Voilà que deux personnages de cette équipée, Ed et Bobby, sont pris à parti par deux autochtones particulièrement crasseux et bas de plafond. Ceci débouchant sur le viol de Bobby.
Bobby est le plus balourd du groupe, il n'a pas l'aisance des trois autres, il redouble d'effort pour être à leur niveau et, pour finir, il doit supporter les moqueries (franchement dégueulasses) du plus macho du groupe. Il en chie depuis le début, quoi.
Ce week-end de détente sportive pouvait-il être pire ?
Oui.
C'est la scène insupportable du film.
D'autant plus insupportable que le crasseux salopard ne se contente pas de sodomiser Bobby.
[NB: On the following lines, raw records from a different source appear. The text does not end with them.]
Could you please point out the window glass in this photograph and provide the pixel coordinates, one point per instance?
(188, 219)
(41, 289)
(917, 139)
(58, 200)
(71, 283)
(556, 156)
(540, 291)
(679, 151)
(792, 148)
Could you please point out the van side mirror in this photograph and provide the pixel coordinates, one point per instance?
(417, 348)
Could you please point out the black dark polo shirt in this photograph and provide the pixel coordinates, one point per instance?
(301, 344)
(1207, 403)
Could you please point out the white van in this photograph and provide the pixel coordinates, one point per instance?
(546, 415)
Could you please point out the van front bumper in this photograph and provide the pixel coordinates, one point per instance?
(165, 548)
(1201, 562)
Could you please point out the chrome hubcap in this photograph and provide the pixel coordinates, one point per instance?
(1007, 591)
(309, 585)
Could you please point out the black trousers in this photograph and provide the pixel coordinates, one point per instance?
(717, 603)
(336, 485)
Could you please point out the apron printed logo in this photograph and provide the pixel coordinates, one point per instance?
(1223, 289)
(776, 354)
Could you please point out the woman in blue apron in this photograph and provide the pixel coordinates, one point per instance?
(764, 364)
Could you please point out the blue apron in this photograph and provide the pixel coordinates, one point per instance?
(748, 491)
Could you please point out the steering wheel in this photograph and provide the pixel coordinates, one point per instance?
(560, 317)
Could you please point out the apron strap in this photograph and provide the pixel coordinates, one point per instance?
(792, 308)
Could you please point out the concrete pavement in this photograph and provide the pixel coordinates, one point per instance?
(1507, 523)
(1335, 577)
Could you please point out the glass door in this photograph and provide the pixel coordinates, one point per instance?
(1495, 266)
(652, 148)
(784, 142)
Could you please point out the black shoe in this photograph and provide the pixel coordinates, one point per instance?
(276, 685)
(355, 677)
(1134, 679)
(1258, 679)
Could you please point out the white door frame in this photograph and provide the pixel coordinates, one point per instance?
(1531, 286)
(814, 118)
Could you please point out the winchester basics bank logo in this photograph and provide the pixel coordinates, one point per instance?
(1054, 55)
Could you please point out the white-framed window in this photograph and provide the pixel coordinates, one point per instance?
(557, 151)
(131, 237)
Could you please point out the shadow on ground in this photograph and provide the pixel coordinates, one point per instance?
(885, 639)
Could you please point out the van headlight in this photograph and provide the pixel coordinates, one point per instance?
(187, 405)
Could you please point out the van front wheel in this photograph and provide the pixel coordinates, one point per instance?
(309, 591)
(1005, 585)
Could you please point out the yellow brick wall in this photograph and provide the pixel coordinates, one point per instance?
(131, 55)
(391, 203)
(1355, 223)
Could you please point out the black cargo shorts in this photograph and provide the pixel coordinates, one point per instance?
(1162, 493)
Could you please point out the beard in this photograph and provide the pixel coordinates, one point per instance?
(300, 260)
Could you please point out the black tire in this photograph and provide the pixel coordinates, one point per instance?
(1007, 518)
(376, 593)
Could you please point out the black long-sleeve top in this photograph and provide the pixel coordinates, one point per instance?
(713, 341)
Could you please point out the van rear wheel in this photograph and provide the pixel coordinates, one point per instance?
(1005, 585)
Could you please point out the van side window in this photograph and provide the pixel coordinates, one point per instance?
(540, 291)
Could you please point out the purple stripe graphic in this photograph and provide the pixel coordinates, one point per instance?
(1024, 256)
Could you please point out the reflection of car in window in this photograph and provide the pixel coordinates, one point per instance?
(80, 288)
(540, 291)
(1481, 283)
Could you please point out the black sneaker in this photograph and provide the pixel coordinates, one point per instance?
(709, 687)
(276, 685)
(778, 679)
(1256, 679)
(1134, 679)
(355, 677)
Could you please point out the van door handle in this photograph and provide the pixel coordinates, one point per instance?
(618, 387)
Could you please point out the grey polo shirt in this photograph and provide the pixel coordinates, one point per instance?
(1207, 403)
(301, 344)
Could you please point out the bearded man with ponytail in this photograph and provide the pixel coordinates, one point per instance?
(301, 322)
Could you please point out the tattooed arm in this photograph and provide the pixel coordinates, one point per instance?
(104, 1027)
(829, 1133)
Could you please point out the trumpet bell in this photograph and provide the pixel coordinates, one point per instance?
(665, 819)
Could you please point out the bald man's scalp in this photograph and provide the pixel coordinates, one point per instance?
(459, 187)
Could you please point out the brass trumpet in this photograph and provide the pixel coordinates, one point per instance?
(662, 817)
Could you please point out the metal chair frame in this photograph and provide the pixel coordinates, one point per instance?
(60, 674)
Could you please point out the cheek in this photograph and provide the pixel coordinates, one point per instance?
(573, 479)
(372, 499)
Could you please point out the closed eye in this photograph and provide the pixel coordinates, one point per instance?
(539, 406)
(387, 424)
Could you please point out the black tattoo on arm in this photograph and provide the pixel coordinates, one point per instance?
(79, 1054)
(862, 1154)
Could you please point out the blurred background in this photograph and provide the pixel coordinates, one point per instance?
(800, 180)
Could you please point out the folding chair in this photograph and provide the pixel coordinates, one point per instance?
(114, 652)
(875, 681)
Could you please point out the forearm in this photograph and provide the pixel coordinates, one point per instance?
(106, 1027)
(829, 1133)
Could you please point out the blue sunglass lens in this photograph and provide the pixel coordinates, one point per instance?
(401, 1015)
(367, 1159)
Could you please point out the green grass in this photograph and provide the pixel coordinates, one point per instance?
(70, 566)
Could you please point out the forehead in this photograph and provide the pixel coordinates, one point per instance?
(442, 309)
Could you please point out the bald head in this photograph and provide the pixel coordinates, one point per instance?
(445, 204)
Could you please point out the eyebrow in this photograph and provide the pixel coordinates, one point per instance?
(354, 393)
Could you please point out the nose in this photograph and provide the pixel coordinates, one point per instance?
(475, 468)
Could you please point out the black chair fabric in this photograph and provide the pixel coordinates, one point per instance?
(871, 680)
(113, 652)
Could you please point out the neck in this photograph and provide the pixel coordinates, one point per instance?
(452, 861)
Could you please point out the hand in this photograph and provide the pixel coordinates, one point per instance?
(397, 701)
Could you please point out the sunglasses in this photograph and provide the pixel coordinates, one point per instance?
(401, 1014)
Il pousse l'humiliation jusqu'à lui intimer l'ordre de couiner comme une truie, comme pour le forcer à dire qu'en plus il aime ça.
L'analyse de Tarantino est intéressante. Il dit avoir été horrifié par cette scène, non pas à cause de la sodomie mais à cause de la violence des deux crasseux, du réalisme de cette violence et de la totale gratuité de cette violence. Il avait 10 ans quand il a vu le film (on se demande bien pourquoi des parents emmènent leur gosse de 10 ans voir un tel film - et on se demande comment on peut laisser entrer un gosse de 10 ans pour une telle séance). De son propre aveu, le concept même de sodomie lui était inconnu. Il n'a pas compris à l'époque que le kiki du monsieur était rentré dans le cucul de Bobby. Ce n'est donc pas ça qui l'a horrifié.
C'est là où je dis que son analyse est intéressante.
Elle établit que chacun perçoit les évènements du haut de sa propre expérience à l'instant t.
J'ignorais que l'on puisse ne pas avoir été choqué spécifiquement par le passage du viol dans cette longue scène. Mais moi j'étais plus vieux que lui, certes adolescent mais plus vieux, quand j'ai vu ce film (à une époque, la fin des années 80, où ce film pouvait passer en première partie de soirée sur une chaine à grande écoute). Tout m'a marqué dans cette scène (elle reste gravée dans ma mémoire), mais c'est bien le viol qui m'a le plus horrifié (ceci étant peut être lié au fait que dans l'inconscient collectif masculin il n'y a pas pire humiliation que de subir une sodomie non consenti).
J'ai revu ce film. Ça reste un bon film.
Mais punaise, puisque je sais ce qu'il va se passer, c'est dès le début du film que je suis mal à l'aise.
Et, pour finir, franchement, tu peux toujours courir pour que me vienne l'envie d'aller faire du canyoning dans les Appalaches.